D. UNE OBLIGATION D’ASSURANCE, ASSORTIE D’UN RÉGIME DE CONTRÔLE, ET UN DROIT DE RECOURS DIRECT CONTRE L’ASSUREUR
Le protocole de 2002 oblige tout transporteur dont le navire est autorisé à transporter plus de douze personnes et est immatriculé dans un Etat partie à souscrire une assurance ou une autre garantie financière, notamment le cautionnement d’une banque ou d’une institution financière similaire. L’assurance (ou une autre garantie financière) ne peut avoir une limite inférieure à 250 000 unités de compte par passager pour un même événement.
Afin de garantir l’efficacité de ce dispositif, l’Etat du pavillon doit délivrer ou viser un certificat attestant qu’une assurance ou une autre garantie financière est en cours de validité. Les Etats parties doivent interdire l’exploitation des navires battant leur pavillon qui ne seraient pas munis d’un tel certificat et s’assurer que tout navire faisant escale dans un de leurs ports en dispose. Comme votre Rapporteur a eu l’occasion de l’indiquer précédemment, un modèle de certificat est annexé au protocole. Les certificats délivrés par un Etat partie sont acceptés par tous les autres.
Pour faciliter l’indemnisation des victimes, le protocole permet de former directement la demande de réparation contre l’assureur ou la personne fournissant la garantie financière. Dans cette hypothèse, la limite de responsabilité de l’assureur est également fixée à 250 000 unités de compte.
E. DES STIPULATIONS RELATIVES À LA JURIDICTION COMPÉTENTE, AINSI QU’À LA RECONNAISSANCE ET À L’EXÉCUTION DES JUGEMENTS
Le demandeur peut engager une action en justice devant une juridiction de l’un des Etats suivants pourvu qu’il soit partie à la convention : l’Etat de la résidence habituelle ou du principal établissement du défendeur ; l’Etat du lieu de départ ou de destination stipulé dans le contrat de transport ; l’Etat du domicile ou de la résidence habituelle du demandeur si le défendeur a un siège de son activité dans cet Etat et est soumis à la juridiction de celui-ci ; l’Etat du lieu de conclusion du contrat de transport (dans les mêmes conditions qu’au point précédent).
L’article 11 du protocole ajoute à la convention un article 17 bis aux termes duquel tout jugement définitif est reconnu dans les autres Etats parties sauf s’il a été obtenu frauduleusement ou si le défendeur n’a pas été averti dans des délais raisonnables et mis en mesure de préparer sa défense.
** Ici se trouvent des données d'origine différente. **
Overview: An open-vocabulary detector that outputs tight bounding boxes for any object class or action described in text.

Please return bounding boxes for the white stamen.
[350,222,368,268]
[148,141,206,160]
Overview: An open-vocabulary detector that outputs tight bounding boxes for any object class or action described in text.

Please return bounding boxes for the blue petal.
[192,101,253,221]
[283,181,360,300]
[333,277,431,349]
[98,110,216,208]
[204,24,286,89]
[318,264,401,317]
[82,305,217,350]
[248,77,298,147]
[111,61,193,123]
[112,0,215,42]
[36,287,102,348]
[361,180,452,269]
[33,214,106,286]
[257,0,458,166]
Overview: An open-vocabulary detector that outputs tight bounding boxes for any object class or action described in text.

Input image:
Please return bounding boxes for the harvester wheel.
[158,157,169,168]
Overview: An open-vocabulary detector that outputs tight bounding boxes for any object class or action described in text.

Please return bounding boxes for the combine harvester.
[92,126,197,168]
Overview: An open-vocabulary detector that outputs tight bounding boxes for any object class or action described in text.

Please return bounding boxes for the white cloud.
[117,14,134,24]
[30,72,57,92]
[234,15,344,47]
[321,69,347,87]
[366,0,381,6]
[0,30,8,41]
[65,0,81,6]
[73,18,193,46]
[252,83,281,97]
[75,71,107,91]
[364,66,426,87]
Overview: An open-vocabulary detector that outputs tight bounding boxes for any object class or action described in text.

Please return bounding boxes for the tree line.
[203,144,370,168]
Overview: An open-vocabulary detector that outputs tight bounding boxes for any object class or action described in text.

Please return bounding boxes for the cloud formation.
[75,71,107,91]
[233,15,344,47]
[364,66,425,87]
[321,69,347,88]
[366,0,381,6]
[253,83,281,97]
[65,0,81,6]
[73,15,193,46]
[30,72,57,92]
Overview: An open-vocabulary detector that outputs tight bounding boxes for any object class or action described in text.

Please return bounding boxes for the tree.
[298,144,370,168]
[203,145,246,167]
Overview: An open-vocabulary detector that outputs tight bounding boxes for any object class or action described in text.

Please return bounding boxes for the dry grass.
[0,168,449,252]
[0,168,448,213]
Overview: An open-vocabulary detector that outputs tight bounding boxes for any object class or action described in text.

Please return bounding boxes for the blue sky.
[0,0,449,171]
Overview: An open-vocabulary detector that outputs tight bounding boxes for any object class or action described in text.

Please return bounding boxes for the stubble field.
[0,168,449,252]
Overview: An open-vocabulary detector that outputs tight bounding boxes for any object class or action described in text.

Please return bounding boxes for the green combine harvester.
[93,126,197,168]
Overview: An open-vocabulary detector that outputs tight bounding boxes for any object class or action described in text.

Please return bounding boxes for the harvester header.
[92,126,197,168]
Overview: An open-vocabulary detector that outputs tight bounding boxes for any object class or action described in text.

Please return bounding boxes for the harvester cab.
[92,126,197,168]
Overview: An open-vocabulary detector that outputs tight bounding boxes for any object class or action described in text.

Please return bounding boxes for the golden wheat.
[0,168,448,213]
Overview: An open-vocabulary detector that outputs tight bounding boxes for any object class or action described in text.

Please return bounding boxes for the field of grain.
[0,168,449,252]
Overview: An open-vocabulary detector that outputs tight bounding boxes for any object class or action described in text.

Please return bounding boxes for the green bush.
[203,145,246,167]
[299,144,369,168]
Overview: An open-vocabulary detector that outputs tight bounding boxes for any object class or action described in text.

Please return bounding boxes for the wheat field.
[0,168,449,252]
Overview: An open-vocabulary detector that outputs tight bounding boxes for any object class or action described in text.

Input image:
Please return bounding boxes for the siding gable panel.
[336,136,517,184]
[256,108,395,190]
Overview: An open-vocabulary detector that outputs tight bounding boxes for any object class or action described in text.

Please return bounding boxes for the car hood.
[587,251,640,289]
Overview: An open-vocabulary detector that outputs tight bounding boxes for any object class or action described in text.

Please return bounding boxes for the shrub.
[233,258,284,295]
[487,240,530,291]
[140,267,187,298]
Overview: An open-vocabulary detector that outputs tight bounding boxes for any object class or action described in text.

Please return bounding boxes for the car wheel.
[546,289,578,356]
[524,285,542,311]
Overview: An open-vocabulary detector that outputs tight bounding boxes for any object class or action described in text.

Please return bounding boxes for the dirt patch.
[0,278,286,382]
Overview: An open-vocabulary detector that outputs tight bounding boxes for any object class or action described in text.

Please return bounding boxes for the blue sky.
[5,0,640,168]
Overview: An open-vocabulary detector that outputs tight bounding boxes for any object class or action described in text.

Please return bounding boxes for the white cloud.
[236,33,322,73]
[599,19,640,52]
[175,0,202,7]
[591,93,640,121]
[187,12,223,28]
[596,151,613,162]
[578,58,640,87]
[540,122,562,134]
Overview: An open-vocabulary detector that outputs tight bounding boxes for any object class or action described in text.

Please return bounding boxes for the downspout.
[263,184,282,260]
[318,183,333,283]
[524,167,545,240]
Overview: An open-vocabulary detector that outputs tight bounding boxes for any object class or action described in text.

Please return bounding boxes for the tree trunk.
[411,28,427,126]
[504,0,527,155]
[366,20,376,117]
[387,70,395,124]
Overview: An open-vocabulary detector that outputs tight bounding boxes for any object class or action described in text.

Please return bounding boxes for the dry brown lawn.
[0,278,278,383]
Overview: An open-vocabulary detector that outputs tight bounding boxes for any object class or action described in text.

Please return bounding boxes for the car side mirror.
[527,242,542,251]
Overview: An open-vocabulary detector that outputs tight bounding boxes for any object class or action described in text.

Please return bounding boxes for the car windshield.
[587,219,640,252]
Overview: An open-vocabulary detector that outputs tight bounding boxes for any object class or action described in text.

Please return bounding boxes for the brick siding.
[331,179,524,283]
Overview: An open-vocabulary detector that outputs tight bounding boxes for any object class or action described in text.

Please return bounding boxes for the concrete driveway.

II. L’ARTICULATION ENTRE LE PROTOCOLE DE 2002 ET D’AUTRES INSTRUMENTS PERTINENTS EN LA MATIÈRE
Sur de nombreux points, on l’a vu, le protocole de 2002 comporte des avancées significatives par rapport à la convention d’Athènes initiale. Cela étant, pour apprécier pleinement la portée du protocole, il faut aussi considérer son articulation avec d’autres instruments pertinents dans ce domaine du droit maritime. Trois points méritent d’être cités en particulier.
A. LA PRISE EN COMPTE DE LA CONVENTION « LLMC » SUR LA LIMITATION DE RESPONSABILITÉ EN MATIÈRE DE CRÉANCES MARITIMES
Conformément à l’article 19 de la convention d’Athènes consolidée, le transporteur demeure en droit de se prévaloir des limites de responsabilité établies par les « conventions internationales sur la limitation de la responsabilité des propriétaires de navires de mer ».
La convention sur la limitation de responsabilité en matière de créances maritimes (ci-après dénommée « LLMC » suivant son acronyme anglo-saxon) (7), prévoit ainsi qu’en cas de créances résultant de la mort ou de lésions corporelles des passagers d’un navire, nées d’un même événement, la limite de la responsabilité du propriétaire du navire est fixée à un montant de 175 000 unités de compte multiplié par le nombre de passagers que le navire est autorisé à transporter conformément à son certificat.
Dans le cas où la limite de responsabilité prévue par la convention d’Athènes consolidée serait supérieure au plafond prévu par la convention « LLMC », dont le mode de calcul est différent, le transporteur pourra donc se prévaloir de ce dernier plafond.
Des négociations ont repris au sein du comité juridique de l’OMI trois ans après l’adoption du protocole afin de tenir compte des préoccupations exprimées par les compagnies d’assurance et les armateurs sur la capacité du marché à fournir des produits permettant de couvrir les transporteurs conformément aux exigences de la convention d’Athènes amendée.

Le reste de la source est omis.